Although the 64-year-old Fenstermaker has been a Seattle firefighter for 39 years, nothing prepared him for the near-total destruction of his own community. The dead and injured included people he knew. Within a few days, his stress began to impact his leadership of the Darrington force.
“I felt threatened by things that maybe I didn’t think I was doing well,” he says. “I lost confidence in my ability to lead. I had marital difficulties.”
In the days after the slide, first responders from across Washington state charged into Oso. Among them were Mike Washington and members of Seattle’s Critical Incident Stress Management Team.
Fenstermaker, who knew Washington casually – they are assigned to stations on opposite ends of Seattle – was amazed at how members of his small volunteer department gravitated toward him.
“Mike has charisma,” he says. “People feel comfortable around him.”
One day not long after the slide, Fenstermaker struck up a conversation with Washington. Fenstermaker immediately felt at ease. He instinctively trusted Washington, and told him about the weight on his shoulders.

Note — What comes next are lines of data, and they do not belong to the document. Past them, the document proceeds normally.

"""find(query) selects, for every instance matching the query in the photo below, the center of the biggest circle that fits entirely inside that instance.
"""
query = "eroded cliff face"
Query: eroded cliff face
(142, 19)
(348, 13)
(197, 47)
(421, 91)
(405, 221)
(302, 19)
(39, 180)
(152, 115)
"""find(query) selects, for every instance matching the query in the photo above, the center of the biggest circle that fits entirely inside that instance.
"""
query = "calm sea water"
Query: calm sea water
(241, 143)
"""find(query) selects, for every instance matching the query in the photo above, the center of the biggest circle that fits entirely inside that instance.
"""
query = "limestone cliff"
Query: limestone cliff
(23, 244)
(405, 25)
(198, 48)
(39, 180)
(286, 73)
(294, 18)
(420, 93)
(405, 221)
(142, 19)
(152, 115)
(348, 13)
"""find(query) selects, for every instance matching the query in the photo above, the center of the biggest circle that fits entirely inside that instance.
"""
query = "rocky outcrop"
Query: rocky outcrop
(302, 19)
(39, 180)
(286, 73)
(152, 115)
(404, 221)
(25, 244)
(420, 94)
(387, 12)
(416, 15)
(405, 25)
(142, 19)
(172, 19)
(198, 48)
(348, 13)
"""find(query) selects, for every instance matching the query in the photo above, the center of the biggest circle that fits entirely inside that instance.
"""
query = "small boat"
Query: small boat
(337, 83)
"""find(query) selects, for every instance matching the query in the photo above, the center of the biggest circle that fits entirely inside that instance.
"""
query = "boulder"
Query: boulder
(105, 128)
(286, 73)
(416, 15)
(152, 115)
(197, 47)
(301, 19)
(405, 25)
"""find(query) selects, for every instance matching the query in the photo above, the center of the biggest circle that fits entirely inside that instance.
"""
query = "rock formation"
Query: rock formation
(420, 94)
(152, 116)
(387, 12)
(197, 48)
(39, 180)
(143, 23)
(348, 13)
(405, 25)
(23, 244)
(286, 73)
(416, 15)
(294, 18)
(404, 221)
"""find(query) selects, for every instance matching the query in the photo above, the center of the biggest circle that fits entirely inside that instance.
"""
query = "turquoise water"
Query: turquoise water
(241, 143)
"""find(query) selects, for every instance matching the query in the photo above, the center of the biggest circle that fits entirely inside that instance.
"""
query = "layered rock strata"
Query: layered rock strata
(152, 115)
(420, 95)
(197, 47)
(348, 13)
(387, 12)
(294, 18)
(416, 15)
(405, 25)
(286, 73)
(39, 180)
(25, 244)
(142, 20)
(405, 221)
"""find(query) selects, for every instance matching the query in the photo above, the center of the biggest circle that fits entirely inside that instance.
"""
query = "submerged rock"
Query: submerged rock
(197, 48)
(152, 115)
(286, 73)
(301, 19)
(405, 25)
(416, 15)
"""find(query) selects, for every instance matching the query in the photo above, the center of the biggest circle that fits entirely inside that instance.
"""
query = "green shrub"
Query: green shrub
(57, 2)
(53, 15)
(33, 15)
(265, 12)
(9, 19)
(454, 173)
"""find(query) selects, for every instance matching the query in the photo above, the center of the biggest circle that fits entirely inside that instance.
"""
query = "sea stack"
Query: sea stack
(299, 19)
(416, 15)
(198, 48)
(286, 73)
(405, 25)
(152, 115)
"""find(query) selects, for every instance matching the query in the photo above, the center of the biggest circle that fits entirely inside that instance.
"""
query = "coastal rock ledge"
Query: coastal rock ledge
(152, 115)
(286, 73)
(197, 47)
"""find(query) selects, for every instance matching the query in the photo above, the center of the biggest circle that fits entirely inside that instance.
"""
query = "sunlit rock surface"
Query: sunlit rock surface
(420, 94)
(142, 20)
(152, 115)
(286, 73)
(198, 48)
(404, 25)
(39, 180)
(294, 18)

“This is a guy that understands exactly where I’m at because he’s already been there,” he says. “He’s gone through this, so I’m gonna learn something from him that I wouldn’t probably have picked up from somebody else.”

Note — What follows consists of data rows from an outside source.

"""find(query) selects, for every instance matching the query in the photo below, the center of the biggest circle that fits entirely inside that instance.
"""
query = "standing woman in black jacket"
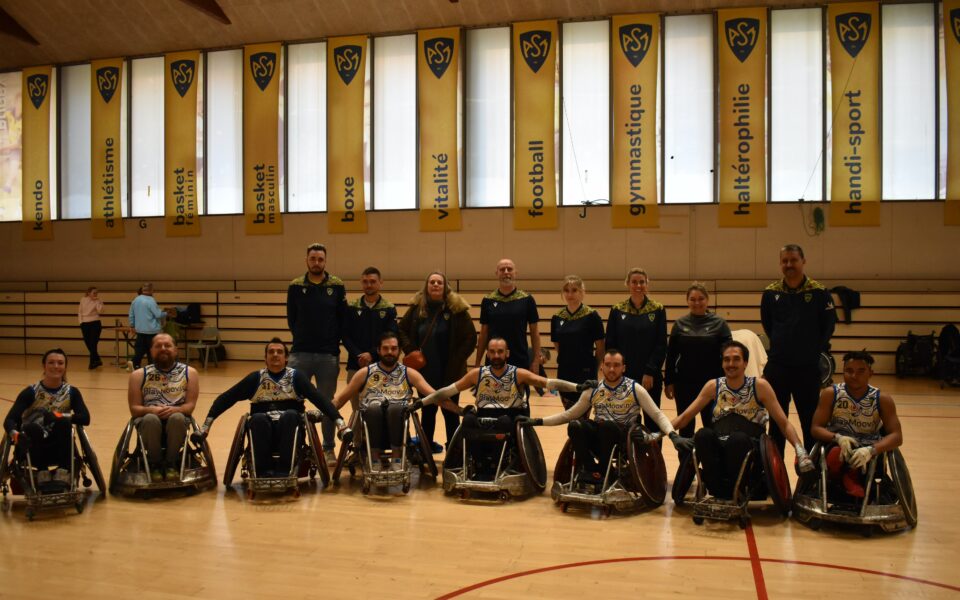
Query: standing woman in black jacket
(693, 354)
(637, 327)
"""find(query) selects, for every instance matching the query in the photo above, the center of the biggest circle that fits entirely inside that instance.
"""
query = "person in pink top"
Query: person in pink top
(90, 325)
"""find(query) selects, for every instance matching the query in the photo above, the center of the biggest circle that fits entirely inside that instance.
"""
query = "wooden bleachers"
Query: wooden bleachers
(36, 316)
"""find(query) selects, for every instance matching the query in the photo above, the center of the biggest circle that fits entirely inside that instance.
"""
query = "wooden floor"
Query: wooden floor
(338, 543)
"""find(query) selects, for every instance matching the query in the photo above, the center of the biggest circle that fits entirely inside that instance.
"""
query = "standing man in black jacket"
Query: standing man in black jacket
(798, 316)
(368, 317)
(316, 309)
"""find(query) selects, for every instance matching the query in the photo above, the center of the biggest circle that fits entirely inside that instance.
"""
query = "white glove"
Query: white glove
(861, 457)
(847, 445)
(803, 459)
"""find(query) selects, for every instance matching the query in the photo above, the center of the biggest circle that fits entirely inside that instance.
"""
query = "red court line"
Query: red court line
(588, 563)
(755, 564)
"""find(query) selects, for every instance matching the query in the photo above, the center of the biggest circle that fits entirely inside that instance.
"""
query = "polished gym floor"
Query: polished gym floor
(338, 543)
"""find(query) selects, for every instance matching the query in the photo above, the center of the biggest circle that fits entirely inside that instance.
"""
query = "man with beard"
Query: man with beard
(507, 313)
(384, 389)
(501, 390)
(617, 403)
(161, 396)
(798, 317)
(742, 406)
(316, 309)
(276, 396)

After the conversation, Fenstermaker decided to speak with a professional counselor.
“I wasn't going to go talk to somebody,” he says. “I was a tough guy. I could figure it out and work it out myself. But having a conversation with Mike will give you the license to go someplace you wouldn’t otherwise go.”
The conversation also affirmed Washington in his own journey.
“If baring my soul helps other people, then it’s worth it,” he says. “I don’t want people to end up like I did.”
Fenstermaker and other Seattle firefighters admire Washington and his life of service and sacrifice.
“Every team needs someone like Mike,” he says. “His life inspires us.”